Armed with the club’s blessing, $100 from state Sen. Marty Golden (R-Bay Ridge), and plantings from their own gardens, Mancuso, and fellow members and seniors Melanie Proscia and Margaret Morales, set about beautifying the Diocese of Brooklyn-owned site with flowers and shrubbery. Mancuso said her son even raked the soil free of old roots and helped fix up the rotting bricks circling some of the headstones.
“We felt that those wonderful men had lost their lives, and that people who lived close by here weren’t paying proper attention,” said Mancuso who has lived in the neighborhood for 60 years.
Their handiwork didn’t go unnoticed.
“These women gave it the individual acknowledgement that comes when you put flowers on a gravestone,” said Ralph Perfetto, a trustee of the Bay Ridge Historical Society, which takes care of the plot, and whose list of projects for the site include mending the front gate and painting the railing.

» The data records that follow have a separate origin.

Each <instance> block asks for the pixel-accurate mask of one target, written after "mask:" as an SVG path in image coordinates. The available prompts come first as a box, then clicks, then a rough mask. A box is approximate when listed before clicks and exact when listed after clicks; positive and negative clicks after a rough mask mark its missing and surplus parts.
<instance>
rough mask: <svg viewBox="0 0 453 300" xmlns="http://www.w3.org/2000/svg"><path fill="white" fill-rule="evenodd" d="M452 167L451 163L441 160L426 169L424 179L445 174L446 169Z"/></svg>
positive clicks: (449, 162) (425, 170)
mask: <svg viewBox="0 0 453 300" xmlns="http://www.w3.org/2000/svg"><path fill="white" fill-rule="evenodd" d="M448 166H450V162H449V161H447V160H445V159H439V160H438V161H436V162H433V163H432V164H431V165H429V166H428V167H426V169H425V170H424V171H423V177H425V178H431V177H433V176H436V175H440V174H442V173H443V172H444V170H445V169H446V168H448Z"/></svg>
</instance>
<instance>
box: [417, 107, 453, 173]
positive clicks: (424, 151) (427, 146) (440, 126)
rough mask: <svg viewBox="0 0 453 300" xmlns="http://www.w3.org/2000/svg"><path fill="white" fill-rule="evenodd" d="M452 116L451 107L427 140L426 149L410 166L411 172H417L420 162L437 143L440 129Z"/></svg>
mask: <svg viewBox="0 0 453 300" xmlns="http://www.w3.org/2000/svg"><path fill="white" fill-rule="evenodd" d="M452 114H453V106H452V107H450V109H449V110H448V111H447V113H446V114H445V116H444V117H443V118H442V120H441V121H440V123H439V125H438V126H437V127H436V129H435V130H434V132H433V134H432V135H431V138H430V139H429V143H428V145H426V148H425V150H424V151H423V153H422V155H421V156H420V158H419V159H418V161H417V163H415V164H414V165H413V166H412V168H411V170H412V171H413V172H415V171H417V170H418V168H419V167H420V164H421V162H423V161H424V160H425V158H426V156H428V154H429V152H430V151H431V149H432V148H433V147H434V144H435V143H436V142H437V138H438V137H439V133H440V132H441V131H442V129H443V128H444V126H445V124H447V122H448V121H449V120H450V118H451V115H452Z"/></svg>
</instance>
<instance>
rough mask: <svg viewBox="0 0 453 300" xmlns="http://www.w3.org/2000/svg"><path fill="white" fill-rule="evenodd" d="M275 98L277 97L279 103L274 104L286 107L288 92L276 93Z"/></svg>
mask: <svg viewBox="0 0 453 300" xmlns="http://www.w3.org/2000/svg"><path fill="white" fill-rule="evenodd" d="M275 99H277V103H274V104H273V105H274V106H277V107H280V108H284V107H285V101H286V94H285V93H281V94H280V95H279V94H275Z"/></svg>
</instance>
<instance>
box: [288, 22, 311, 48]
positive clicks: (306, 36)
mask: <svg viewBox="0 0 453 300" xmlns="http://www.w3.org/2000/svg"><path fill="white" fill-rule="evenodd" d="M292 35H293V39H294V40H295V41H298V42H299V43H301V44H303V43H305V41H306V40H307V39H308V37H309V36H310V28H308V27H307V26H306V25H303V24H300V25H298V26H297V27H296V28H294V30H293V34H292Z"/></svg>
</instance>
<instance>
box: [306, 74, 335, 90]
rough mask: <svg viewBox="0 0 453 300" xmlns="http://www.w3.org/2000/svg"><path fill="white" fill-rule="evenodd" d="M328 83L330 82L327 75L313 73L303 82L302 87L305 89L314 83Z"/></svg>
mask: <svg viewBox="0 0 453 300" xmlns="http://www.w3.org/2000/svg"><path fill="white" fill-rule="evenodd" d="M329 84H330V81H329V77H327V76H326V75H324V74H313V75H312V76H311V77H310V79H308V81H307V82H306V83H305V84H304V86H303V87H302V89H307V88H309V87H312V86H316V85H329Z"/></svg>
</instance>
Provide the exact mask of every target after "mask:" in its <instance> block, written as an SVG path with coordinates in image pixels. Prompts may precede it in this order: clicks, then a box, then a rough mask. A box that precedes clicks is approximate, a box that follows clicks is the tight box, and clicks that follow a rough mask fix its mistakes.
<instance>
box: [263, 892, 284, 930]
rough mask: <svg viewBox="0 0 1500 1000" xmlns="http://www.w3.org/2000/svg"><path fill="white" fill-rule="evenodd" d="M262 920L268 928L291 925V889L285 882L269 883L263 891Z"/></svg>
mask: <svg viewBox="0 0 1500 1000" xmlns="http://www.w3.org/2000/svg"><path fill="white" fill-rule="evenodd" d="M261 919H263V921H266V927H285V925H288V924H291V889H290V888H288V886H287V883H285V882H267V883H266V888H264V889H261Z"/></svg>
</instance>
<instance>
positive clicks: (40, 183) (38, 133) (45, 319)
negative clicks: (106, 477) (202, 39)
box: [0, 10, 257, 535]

The women’s labor of love, conducted in partnership with the society, was even ceremoniously unveiled during a Memorial Day tribute attended by Senator Golden with music provided by a band from Xaverian High School, whose landscaper, Joseph Imbriale, big-heartedly trims Barkuloo free of charge.
Propped against the backdrop of the upper bay, its fate continues to lie with its devoted community.
Senator Golden said he wasn’t above lending Barkuloo a helping hand, but the cemetery’s upkeep was really a job for area groups.
“If we get involved, people see it as something political,” commented his spokesman John Quaglione.
For now, at least, Brooklyn’s smallest cemetery, once owned by the Cortelyou family, hums along peacefully enough, flecked with small American flags and a prevailing sense that someone does indeed care for its dead, who count among their valiant numbers such borough war heroes as the Barkuloo brothers: Jaques (1747-1813) and Harmanus (1745-1788).